Rick Nash faced his former team on Thursday night. Credit: Getty Images
Call it Rangers East versus Rangers Midwest.
Thursday night’s game against Columbus marked a reunion of sorts between two franchises who are intertwined.
The Rangers employ former Blue Jackets Derick Brassard, Derek Dorsett, John Moore, Rick Nash and Anton Stralman. Columbus has five former Rangers on the roster in Artem Anisimov, Brandon Dubinsky, Tim Erixon, Marian Gaborik and Fedor Tyutin, while franchise president John Davidson was both a goaltender for the Blueshirts and analyst for the team on MSG Network.
So, yes, these teams do have an intimate knowledge of the other. And neither side is running from the patently obvious.
“There’s obviously a sense of awareness, heightened sense of awareness,” head coach Alain Vigneault said after the Rangers’ optional skate. “They’re playing against their former organization, their former team. They obviously have a lot of friends there. But the competitor in any player is going to want to prove to the opposition that they want to win. I’m expecting our guys, the ones that played in Columbus, just like [former Rangers who are in] Columbus now, to be a little more excited and should make it a real good game.”
While members of both organizations spent the morning catching up, two players took center stage: Nash and Dubinsky.
The two forwards were the cornerstones of a massive trade that saw the organizations swap five players and two draft picks on July 23, 2012. Then-Columbus general manager Steve Howson sent Nash, Steven Delisle and a 2013 conditional third-round pick to the Rangers in exchange for Anisimov, Dubinsky, Erixon and a 2013 first-round pick the Blue Jackets used on Kerby Rychel.
The trade was the culmination of a nearly seven-month saga. During a press conference after the 2012 trade deadline, Howson reported Nash had asked for a trade in January, and the executive added he would not budge off his asking price.
Ultimately, Nash, who had a no -movement clause in his contract, was able to dictate where he wanted to go and Howson had the left wing submit a list of eight franchises he would be willing to accept a trade to leading up to the 2012 deadline. Nash did not expand the list during the offseason, essentially forcing Howson to make a deal in a small window.
“I think it could have been a bit smoother [of], I guess you can call it, an exit,” Nash said. “I thought everyone was honest and in the same boat. It ended up getting a little messy. At the end of the day when someone asks to move on for their career, you have to assume it’s going to get messy.”
Messy would be an apt way to describe Dubinsky’s final year with the Rangers.

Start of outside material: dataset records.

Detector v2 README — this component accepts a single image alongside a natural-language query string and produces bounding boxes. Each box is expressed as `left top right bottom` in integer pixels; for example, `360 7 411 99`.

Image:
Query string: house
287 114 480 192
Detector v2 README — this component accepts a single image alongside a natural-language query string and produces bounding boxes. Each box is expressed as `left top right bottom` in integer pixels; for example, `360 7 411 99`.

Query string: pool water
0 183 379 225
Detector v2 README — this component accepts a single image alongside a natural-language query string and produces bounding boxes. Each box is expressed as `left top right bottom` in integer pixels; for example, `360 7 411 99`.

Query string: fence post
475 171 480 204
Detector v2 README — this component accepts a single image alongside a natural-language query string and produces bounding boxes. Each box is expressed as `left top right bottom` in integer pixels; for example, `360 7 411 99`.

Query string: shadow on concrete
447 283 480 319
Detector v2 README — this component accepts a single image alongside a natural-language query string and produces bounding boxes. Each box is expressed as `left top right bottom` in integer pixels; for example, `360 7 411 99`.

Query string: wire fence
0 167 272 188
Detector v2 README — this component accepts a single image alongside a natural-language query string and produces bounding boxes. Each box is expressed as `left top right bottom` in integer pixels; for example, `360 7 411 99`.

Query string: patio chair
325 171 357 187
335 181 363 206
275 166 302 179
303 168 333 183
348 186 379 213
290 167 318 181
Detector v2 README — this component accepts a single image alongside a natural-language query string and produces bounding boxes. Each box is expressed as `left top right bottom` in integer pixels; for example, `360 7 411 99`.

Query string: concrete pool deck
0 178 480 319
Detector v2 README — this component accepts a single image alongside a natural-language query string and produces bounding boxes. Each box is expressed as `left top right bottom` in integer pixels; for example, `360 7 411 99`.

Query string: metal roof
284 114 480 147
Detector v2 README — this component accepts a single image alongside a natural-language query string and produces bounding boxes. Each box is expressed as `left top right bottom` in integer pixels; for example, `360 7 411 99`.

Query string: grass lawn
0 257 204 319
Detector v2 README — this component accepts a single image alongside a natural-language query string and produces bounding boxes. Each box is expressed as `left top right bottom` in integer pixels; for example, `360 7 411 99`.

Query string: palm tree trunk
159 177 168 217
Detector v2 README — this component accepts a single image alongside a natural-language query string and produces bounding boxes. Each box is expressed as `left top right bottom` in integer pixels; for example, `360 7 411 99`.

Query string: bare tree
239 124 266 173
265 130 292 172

Dubinsky scored 10 goals and 34 points in 77 regular season games, and only had two points in nine playoff games.
“It was tough toward the end [of my time with the Rangers],” Dubinsky said. “For me, individually, I didn’t have the greatest year and sort of ended with an injury, even though I played [those] games in the Eastern Conference finals. It was hard for us as a team because we were close to making the finals and it’s still pretty fresh in the memory. We came back and tied both those games [Games 5 and 6] up and found ways to lose tough ones. It could have gone the other way, and who knows what would have happened? But overall, looking back on my time here, [I have] nothing but amazing things to say about the organization, the fan base [and] the city. I loved my time here and was excited to come back here.”